Coherent white light in infrared band green laser pointer

Since Mayman invented the first laser pointer (ruby laser) in 1960, laser technology has achieved tremendous development and great achievements in the past 50 years, and has played an important role in many fields of human society. . The development of laser technology is changing rapidly, from the early gas laser (He-Ne laser), high power carbon dioxide laser, excimer laser, tunable dye laser, semiconductor laser, nanosecond and picosecond pulse laser, to the recent fiber laser and femtosecond Pulse lasers, more and more members of the laser family.

High Power Laser Pointer 30000mw 445nm

All aspects of performance (beam quality, mode morphology diversity, pulse width, peak power, average power, spatial coherence, temporal coherence, etc.) continue to improve. The application range of laser technology is also getting wider and wider, and has become an indispensable tool in scientific research, national defense, military, lighting, optical fiber communication, information sensing, storage and display, industrial production, biomedicine, environmental testing, etc. The earth is pushing these applications to a new level and level.

However, the existing laser technology has always had a shortcoming, that is, it can only emit light of a single wavelength or a narrow frequency band. How to expand the frequency of the laser to form an ultra-wideband, super-continuum, coherent white laser pointer covering the ultraviolet, visible and infrared bands is still a dream that has not been realized by mankind and is a scientific and technological problem worldwide. This is because the laser is composed of an optical resonator, a gain medium, and a pump source. The wavelength of the laser is determined by the energy level structure of the atoms, molecules or ions in the gain material. Due to the great limitations of the nature of the laser crystal material in the gain frequency range and gain bandwidth, the laser cannot produce lasers of any wavelength.

The nonlinear frequency conversion technology (frequency multiplication, sum frequency, difference frequency, parametric amplification, etc.) invented in 1961 can convert a fixed-wavelength laser output of a high-quality laser through a nonlinear crystal material to be difficult or fundamental. It is impossible to obtain the wavelength range directly. Therefore, the nonlinear frequency conversion technology is an important means to broaden the laser output wavelength, and the nonlinear crystal material is the basis of the technology. Non-linear frequency conversion requires phase matching. Under the condition of phase matching, the nonlinear process can obtain the maximum conversion efficiency. Birefringence matching and quasi-phase matching are two commonly used phase matching techniques and are suitable for different green laser pointer systems.

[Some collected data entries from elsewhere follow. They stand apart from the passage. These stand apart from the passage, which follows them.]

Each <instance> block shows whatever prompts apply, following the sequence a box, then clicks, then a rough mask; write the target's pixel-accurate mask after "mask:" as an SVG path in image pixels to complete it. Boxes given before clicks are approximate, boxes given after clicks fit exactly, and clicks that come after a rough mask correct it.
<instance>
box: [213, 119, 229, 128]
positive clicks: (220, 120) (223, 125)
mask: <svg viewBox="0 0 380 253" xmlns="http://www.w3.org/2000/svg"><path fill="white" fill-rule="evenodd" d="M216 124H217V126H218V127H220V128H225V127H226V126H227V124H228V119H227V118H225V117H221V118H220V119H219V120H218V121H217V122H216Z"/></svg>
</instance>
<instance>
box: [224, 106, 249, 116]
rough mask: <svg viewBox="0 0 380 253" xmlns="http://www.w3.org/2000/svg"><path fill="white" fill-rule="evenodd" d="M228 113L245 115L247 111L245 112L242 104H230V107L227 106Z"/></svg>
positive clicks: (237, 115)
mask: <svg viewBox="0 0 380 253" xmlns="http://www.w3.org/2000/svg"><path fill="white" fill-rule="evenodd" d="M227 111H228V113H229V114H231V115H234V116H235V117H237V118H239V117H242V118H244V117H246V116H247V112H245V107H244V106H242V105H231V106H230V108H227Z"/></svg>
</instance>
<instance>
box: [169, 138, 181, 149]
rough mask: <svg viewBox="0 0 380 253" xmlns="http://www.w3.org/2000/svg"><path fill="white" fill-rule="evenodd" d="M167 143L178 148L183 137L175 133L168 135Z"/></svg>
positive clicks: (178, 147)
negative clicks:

However, due to the dispersion effect of all current nonlinear crystals, the phase matching in the nonlinear process is usually not automatically satisfied. Under the birefringence matching and quasi-phase matching techniques, the frequency conversion range and bandwidth of nonlinear crystal materials still exist. Big limitations. In fact, the lasers produced by the existing laser systems are far from covering all wave bands, and there are no corresponding lasers at many important wavelengths. In addition, the bandwidth of the laser is also limited, the best titanium sapphire femtosecond laser can only cover the range of 300nm, and its center wavelength is 800nm. Since the invention of lasers and the birth of nonlinear optics 50 years ago, there is no plan to produce real white light lasers.